Sometimes the ways of the data force are difficult to understand precisely because they are sometimes difficult to see.
Daragh O Brien and I were discussing this recently on Twitter, where tweets about data quality and information quality form the midi-chlorians of the data force. Share disturbances you’ve felt in the data force using the #UglyData and #CuteInfo hashtags.
Perhaps one of the most common examples of the difference between data and information is the presentation layer created for business users. In her fantastic book Executing Data Quality Projects: Ten Steps to Quality Data and Trusted Information, Danette McGilvray defines Presentation Quality as “a measure of how information is presented to, and collected from, those who utilize it. Format and appearance support appropriate use of the information.”
Tom Redman emphasizes the two most important points in the data lifecycle are when data is created and when data is used.
I describe the connection between those two points as the Data-Information Bridge. By passing over this bridge, data becomes the information used to make the business decisions that drive the tactical and strategic initiatives of the organization. Some of the most important activities of enterprise data management actually occur on the Data-Information Bridge, where preventing critical disconnects between data creation and data usage is essential to the success of the organization’s business activities.
Defect prevention and data cleansing are two of the required disciplines of an enterprise-wide data quality program. Defect prevention is focused on the moment of data creation, attempting to enforce better controls to prevent poor data quality at the source. Data cleansing can either be used to compensate for a lack of defect prevention, or it can be included in the processing that prepares data for a specific use (i.e., transforms data into information fit for the purpose of a specific business use.)
The Dark Side of Data Cleansing
In a previous post, I explained that although most organizations acknowledge the importance of data quality, they don’t believe that data quality issues occur very often because the information made available to end users in dashboards and reports often passes through many processes that cleanse or otherwise sanitize the data before it reaches them.
ETL processes that extract source data for a data warehouse load will often perform basic data quality checks. However, a fairly standard practice for “resolving” a data quality issue is to substitute either a missing or default value (e.g., a date stored in a text field in the source, which can not be converted into a valid date value, is loaded with either a NULL value or the processing date).
When postal address validation software generates a valid mailing address, it often does so by removing what it considers to be “extraneous” information from input address fields, which may include valid data accidentally entered in the wrong field, or that was lacking its own input field (e.g., e-mail address in an input address field deleted from the output valid mailing address).
And some reporting processes intentionally filter out “bad records” or eliminate “outlier values.” This happens most frequently when preparing highly summarized reports, especially those intended for executive management.
These are just a few examples of the Dark Side of Data Cleansing, which can turn Ugly Data into Cute Information.
Has your Data Quality turned to the Dark Side?

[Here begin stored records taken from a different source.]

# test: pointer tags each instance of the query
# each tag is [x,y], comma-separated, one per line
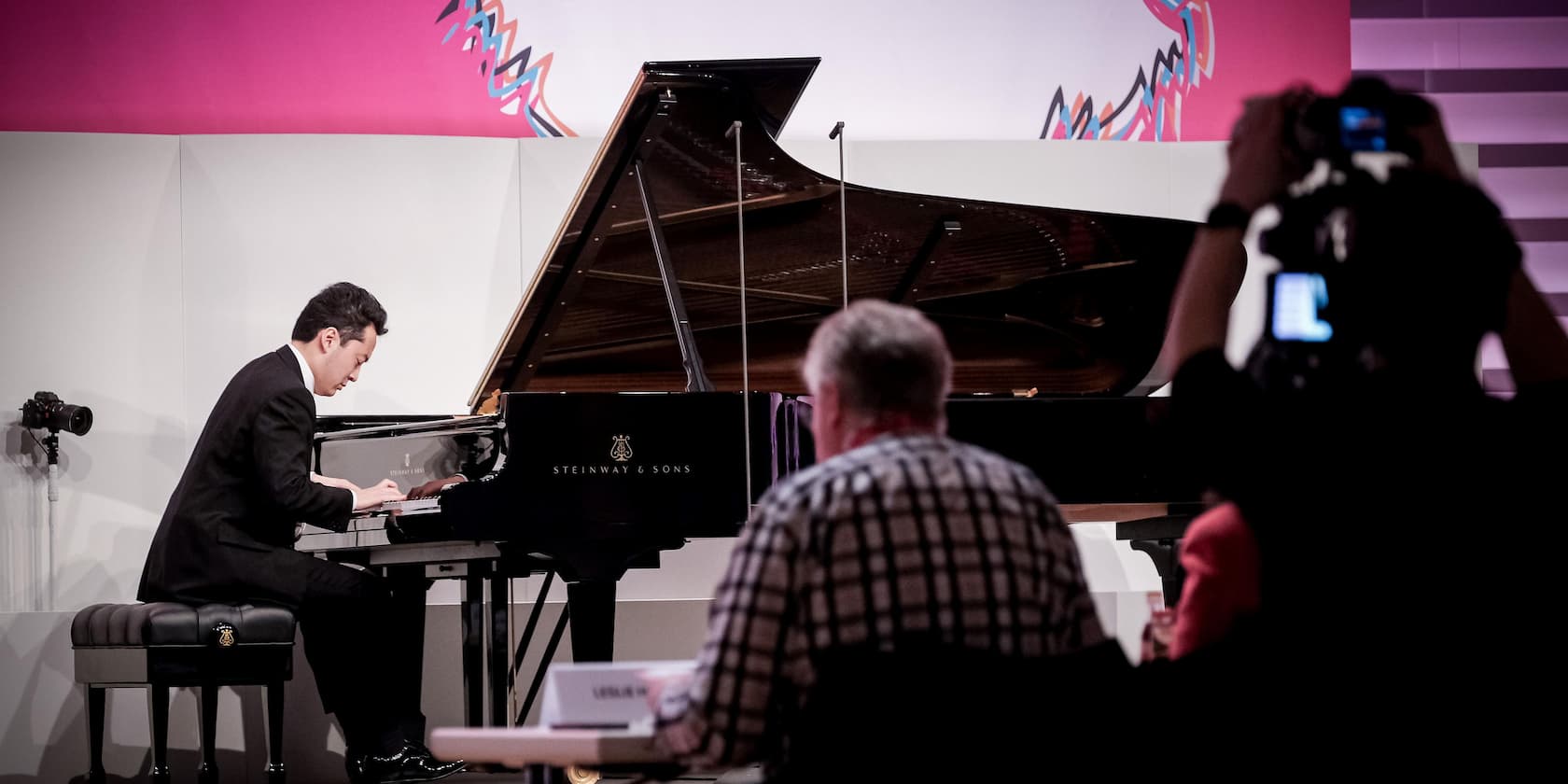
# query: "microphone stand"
[844,226]
[745,361]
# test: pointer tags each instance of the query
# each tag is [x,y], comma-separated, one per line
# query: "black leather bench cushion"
[179,624]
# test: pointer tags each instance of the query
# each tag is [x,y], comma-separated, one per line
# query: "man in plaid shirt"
[897,534]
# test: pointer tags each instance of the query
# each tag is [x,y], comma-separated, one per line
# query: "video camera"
[1353,147]
[48,412]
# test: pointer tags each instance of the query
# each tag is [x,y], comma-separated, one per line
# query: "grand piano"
[647,391]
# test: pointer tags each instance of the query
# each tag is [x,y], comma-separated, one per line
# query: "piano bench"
[165,645]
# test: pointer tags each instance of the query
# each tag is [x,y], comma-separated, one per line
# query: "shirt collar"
[306,375]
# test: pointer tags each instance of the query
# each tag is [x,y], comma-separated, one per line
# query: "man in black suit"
[228,535]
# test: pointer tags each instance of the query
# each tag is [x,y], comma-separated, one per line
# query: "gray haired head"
[885,359]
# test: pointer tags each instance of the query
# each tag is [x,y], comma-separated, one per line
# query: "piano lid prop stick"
[745,361]
[844,226]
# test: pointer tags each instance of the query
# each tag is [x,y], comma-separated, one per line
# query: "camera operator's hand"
[1261,165]
[377,495]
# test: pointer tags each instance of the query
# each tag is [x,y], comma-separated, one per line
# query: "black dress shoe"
[412,764]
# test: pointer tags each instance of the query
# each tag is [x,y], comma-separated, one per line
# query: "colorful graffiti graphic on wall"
[511,78]
[1151,107]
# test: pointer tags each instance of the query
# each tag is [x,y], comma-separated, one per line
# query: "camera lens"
[73,419]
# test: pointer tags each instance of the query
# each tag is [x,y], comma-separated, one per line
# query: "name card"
[606,695]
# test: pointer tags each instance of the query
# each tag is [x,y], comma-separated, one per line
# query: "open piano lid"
[1065,301]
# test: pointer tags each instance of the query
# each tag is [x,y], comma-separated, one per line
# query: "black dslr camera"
[48,412]
[1309,336]
[1366,117]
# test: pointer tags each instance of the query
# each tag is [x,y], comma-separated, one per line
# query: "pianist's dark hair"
[343,306]
[883,357]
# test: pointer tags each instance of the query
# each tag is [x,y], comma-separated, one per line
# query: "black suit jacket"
[228,530]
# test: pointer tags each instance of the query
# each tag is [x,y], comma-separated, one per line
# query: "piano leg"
[592,604]
[474,645]
[499,637]
[1159,539]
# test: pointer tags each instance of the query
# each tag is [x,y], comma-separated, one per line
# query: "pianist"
[228,535]
[897,539]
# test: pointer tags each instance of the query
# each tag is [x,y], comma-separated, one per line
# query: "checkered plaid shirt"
[903,535]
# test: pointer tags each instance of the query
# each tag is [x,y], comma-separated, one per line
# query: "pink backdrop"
[315,66]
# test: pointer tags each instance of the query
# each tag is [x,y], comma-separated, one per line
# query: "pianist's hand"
[433,486]
[377,495]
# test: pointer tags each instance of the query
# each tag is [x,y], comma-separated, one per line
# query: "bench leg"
[209,735]
[274,733]
[96,735]
[159,703]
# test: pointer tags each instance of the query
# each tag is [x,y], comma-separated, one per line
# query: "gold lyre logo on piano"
[622,449]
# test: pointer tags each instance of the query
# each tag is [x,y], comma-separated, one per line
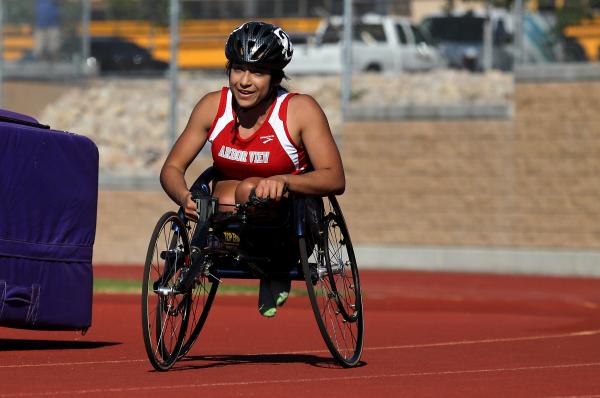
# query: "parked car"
[114,54]
[380,44]
[460,39]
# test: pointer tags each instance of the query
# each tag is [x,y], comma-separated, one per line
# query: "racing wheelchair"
[187,259]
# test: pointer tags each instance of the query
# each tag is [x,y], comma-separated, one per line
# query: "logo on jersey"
[244,156]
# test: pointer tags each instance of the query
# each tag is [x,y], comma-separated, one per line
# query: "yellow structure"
[587,34]
[201,42]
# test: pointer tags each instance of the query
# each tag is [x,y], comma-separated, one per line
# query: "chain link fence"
[420,59]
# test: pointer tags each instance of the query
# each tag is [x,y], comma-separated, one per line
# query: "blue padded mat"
[48,206]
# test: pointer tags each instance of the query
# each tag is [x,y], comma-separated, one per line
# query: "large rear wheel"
[331,276]
[164,308]
[202,295]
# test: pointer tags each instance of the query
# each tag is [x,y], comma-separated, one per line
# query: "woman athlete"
[262,137]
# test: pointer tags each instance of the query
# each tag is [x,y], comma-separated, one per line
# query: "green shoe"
[267,312]
[266,304]
[280,288]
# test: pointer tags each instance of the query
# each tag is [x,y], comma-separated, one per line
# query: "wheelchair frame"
[181,280]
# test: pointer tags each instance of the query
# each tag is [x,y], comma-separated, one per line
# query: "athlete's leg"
[224,190]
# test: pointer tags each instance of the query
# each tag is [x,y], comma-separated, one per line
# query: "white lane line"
[393,347]
[308,380]
[486,341]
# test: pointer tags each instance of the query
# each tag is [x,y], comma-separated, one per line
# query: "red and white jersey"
[269,151]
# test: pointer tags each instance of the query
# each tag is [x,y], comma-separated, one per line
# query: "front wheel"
[165,309]
[331,276]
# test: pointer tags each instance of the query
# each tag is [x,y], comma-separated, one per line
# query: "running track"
[427,335]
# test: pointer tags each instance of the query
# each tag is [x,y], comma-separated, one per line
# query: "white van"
[380,44]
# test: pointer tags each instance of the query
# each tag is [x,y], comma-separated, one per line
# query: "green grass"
[121,286]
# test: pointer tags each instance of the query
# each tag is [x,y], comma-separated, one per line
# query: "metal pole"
[86,11]
[487,38]
[174,33]
[346,81]
[519,32]
[1,53]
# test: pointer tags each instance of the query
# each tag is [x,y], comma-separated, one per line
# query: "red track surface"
[427,335]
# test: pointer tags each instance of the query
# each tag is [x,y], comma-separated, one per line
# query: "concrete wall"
[529,182]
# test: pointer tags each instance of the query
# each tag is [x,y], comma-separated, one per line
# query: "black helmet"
[261,44]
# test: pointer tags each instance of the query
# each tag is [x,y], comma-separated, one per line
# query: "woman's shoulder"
[208,106]
[303,101]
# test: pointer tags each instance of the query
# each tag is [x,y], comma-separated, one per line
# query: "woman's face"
[249,84]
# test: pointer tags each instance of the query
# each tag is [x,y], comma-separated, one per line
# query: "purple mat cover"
[48,206]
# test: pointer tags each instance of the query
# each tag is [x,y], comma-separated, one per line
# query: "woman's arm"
[307,121]
[184,151]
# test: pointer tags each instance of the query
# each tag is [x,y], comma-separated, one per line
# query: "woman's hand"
[189,206]
[272,187]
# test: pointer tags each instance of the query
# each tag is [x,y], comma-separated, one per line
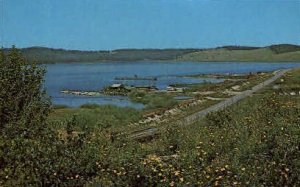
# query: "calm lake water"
[95,76]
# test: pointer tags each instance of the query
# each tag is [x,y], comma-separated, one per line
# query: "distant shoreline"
[281,53]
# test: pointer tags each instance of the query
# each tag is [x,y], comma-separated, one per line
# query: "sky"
[114,24]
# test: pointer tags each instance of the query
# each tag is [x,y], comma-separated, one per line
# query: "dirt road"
[196,116]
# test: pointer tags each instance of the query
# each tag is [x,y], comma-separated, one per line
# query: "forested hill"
[273,53]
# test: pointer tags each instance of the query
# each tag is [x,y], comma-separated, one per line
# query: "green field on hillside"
[273,53]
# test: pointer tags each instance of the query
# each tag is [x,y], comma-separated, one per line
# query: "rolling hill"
[273,53]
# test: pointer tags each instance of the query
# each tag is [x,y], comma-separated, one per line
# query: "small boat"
[136,78]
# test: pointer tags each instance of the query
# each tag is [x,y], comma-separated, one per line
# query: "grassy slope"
[252,143]
[282,53]
[221,54]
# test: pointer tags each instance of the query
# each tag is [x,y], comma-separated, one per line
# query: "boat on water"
[136,78]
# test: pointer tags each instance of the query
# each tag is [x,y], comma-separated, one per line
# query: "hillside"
[48,55]
[274,53]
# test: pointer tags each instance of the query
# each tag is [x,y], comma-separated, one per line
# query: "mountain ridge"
[235,53]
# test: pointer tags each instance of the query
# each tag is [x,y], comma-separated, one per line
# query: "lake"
[95,76]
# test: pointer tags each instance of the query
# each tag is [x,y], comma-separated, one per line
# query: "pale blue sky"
[111,24]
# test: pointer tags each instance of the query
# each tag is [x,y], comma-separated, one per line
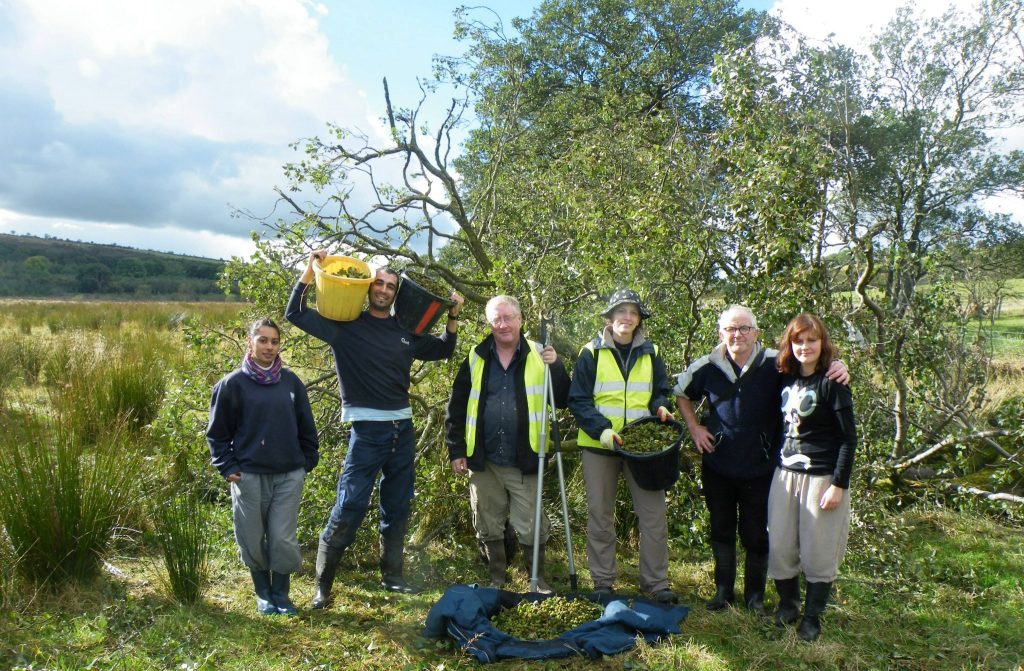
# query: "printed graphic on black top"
[813,434]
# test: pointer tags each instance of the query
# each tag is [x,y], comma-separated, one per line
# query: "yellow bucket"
[341,298]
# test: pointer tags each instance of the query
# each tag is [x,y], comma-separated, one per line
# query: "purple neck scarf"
[261,375]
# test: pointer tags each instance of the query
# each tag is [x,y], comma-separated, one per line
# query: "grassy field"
[928,590]
[922,588]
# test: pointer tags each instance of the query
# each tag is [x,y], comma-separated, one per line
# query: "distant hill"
[48,267]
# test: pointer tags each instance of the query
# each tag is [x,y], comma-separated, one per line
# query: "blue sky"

Like truth, beauty, and singing ability, data quality is in the eyes of the beholder, or since data quality is most commonly defined as fitness for the purpose of use, we could say that data quality is in the eyes of the user. But how do users know if data is truly fit for their purpose, or if they are simply being presented with information that is aesthetically pleasing for their purpose?
Has your data quality turned to the dark side by turning ugly data into cute information?